The recent outbreak is believed to have begun weeks ago, and EHD was first identified Sept. 7 in a deer carcass collected in Beaver County. A sample from Cambria County was inconclusive, but EHD is suspected. The agency is awaiting results from additional samples collected in Allegheny, Westmoreland and Greene counties.
Contrary to a previous report, EHD is not always fatal to deer. Some survive and retain immunity to the disease, but there's no evidence the antibodies are transferred to offspring.
EHD can not be contracted by humans. An early antlerless-only archery season opened Saturday in parts of Allegheny, Beaver and Westmoreland counties, and while venison from infected animals is unpalatable, no consumption advisory has been issued.
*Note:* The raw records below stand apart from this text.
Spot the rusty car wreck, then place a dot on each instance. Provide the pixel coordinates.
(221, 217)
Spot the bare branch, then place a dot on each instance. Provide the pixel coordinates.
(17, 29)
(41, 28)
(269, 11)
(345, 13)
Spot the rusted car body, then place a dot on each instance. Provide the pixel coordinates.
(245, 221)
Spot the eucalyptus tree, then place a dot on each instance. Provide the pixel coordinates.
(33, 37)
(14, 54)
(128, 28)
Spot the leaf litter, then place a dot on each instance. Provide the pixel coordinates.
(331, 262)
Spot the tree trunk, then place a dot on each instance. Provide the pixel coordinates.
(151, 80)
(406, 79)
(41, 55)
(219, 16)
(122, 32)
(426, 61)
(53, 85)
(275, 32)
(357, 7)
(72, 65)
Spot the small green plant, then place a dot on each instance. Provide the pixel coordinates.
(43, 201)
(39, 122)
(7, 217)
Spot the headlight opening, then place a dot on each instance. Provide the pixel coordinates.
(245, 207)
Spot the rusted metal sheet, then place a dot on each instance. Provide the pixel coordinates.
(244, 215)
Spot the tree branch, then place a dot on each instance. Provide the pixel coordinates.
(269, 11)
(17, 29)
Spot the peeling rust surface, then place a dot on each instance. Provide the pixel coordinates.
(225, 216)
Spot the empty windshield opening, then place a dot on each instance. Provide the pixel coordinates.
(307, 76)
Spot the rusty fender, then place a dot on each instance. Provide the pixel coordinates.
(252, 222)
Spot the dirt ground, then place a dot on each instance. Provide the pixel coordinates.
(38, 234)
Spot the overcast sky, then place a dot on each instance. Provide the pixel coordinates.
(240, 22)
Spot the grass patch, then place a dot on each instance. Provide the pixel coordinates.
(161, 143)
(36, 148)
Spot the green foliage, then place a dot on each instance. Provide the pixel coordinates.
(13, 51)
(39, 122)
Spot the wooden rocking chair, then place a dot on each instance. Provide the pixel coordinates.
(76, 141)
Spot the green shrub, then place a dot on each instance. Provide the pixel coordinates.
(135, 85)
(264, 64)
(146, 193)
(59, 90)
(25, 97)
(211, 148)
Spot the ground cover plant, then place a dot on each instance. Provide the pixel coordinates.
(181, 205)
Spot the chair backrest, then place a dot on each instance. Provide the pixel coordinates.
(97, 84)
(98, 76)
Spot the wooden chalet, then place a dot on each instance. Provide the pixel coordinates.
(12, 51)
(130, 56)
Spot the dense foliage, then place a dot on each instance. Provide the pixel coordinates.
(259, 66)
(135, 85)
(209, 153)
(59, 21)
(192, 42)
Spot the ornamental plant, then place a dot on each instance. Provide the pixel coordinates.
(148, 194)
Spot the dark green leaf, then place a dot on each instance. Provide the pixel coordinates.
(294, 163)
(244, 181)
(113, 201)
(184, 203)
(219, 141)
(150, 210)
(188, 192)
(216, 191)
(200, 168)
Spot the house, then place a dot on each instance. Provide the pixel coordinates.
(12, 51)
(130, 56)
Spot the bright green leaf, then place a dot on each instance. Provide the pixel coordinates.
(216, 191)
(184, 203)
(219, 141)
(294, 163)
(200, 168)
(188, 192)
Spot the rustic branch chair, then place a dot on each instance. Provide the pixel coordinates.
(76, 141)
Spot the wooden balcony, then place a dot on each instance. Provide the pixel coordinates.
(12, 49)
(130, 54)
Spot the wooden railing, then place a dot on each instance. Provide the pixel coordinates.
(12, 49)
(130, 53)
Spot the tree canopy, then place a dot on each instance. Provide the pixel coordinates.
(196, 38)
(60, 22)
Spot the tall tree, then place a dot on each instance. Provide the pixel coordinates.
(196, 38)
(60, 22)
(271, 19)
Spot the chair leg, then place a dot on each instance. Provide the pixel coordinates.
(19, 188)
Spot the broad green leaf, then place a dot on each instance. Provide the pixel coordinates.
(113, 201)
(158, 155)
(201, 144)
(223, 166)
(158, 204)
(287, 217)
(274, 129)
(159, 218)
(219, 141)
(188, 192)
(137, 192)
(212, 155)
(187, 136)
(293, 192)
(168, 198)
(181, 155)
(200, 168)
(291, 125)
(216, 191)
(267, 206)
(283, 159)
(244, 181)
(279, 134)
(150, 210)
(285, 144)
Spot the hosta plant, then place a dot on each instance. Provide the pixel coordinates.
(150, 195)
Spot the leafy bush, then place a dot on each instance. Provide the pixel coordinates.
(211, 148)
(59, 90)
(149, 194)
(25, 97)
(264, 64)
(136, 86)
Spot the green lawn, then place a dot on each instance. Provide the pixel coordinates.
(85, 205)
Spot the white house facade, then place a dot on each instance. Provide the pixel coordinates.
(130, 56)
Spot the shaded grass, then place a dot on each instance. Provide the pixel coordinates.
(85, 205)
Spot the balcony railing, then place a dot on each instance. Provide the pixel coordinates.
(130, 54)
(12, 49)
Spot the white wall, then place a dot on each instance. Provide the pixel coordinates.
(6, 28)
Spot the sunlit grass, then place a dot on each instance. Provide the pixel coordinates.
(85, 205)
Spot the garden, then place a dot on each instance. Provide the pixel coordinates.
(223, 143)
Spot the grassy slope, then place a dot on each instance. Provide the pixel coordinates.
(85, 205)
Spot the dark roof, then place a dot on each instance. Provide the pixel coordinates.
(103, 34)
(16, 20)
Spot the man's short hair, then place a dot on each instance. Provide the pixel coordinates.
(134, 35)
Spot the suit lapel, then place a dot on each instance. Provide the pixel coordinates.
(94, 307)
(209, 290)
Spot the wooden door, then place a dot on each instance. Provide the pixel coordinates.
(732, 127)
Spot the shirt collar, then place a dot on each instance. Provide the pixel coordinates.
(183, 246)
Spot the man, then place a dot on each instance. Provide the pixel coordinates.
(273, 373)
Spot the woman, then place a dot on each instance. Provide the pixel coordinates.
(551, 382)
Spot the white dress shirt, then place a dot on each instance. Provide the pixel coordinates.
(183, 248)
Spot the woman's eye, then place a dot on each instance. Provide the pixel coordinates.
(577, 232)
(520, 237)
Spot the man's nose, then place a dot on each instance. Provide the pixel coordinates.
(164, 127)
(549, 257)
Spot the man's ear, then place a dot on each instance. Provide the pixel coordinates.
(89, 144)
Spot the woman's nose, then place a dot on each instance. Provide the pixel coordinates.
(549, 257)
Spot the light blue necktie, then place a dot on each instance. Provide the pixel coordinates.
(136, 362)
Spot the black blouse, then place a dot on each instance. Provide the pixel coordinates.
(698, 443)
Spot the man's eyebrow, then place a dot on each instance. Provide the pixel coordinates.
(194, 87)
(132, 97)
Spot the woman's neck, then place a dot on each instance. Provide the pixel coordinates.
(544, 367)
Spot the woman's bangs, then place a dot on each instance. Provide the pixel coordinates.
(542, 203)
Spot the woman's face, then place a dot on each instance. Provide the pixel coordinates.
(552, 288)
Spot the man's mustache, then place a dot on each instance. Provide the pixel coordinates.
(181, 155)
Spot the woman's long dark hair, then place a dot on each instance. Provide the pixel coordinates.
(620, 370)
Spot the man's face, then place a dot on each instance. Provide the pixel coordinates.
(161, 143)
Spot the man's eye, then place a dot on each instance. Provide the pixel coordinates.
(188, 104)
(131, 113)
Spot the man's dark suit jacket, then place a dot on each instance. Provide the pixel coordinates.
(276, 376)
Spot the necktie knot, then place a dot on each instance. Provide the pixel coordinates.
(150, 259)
"There are no management actions or practices to prevent or limit mortality caused by EHD," said Walter Cottrell, Game Commission wildlife veterinarian, in a written statement. "Fortunately, EHD should be curtailed with the first hard frost, which will kill the midges that are spreading the disease. EHD is a seasonal disease and the affected local deer herd can rebound quickly."
An EHD information link has been posted on the Game Commission's homepage at www.pgc.state.pa.us. Report sick or dead deer at 724-238-9523.
An unusually aggressive black bear was reported in West Virginia's Monongahela National Forest, about 200 miles south of Pittsburgh. The U.S. Department of Agriculture described its as "a large bear that doesn't have a lot of fear of people. There is also a mother bear and cubs roaming around Summit Lake Campground."
In Pennsylvania, where the bear population is estimated at 18,000, there is no record of a free-ranging bear killing a human, and fewer than 25 bear-related injuries were reported since 2002. Nevertheless, caution is warranted especially when bears search for food to bulk up for hibernation.
A fisherman wading wet at the juncture of French Creek and the Allegheny River in Franklin, Venango County, was attacked by a river otter Tuesday. He received medical attention for six bites and scratches. The animal was not found. If you've seen it or have information about the attack, call 814-432-3187.
The U.S. Army Corps of Engineers is investigating the death of about 200 white suckers, a few walleyes and one northern pike at Youghiogheny Reservoir between Big Bend Boat Club and Mays Point. To maintain navigation levels on the Monongahela River, which is fed by the Yough, the Army Corps has been releasing water from the reservoir, and the pool is 20 feet below the normal seasonal level. A water survey Sept. 5 detected high pH and dissolved oxygen levels during the day and low levels at night. An absence of oxygen, called "anoxia," was discovered at 35 feet, which the Army Corps said is the shallowest depth on record.
An algae bloom spreading on the Allegheny River in New York is harmful to the health of humans and pets. The New York State Department of Health identified the toxic blue-green algae at Allegheny Reservoir north of Pennsylvania's Warren County.
Blue-green algae can create toxins that cause reactions similar to allergic rashes and skin irritations. In severe cases it can cause liver or nervous system damage. Children and pets are most vulnerable, and livestock and fish can be affected. The Army Corps, New York and the Seneca Nation are investigating and posting health warnings, and anglers and other visitors are encouraged to avoid impacted areas.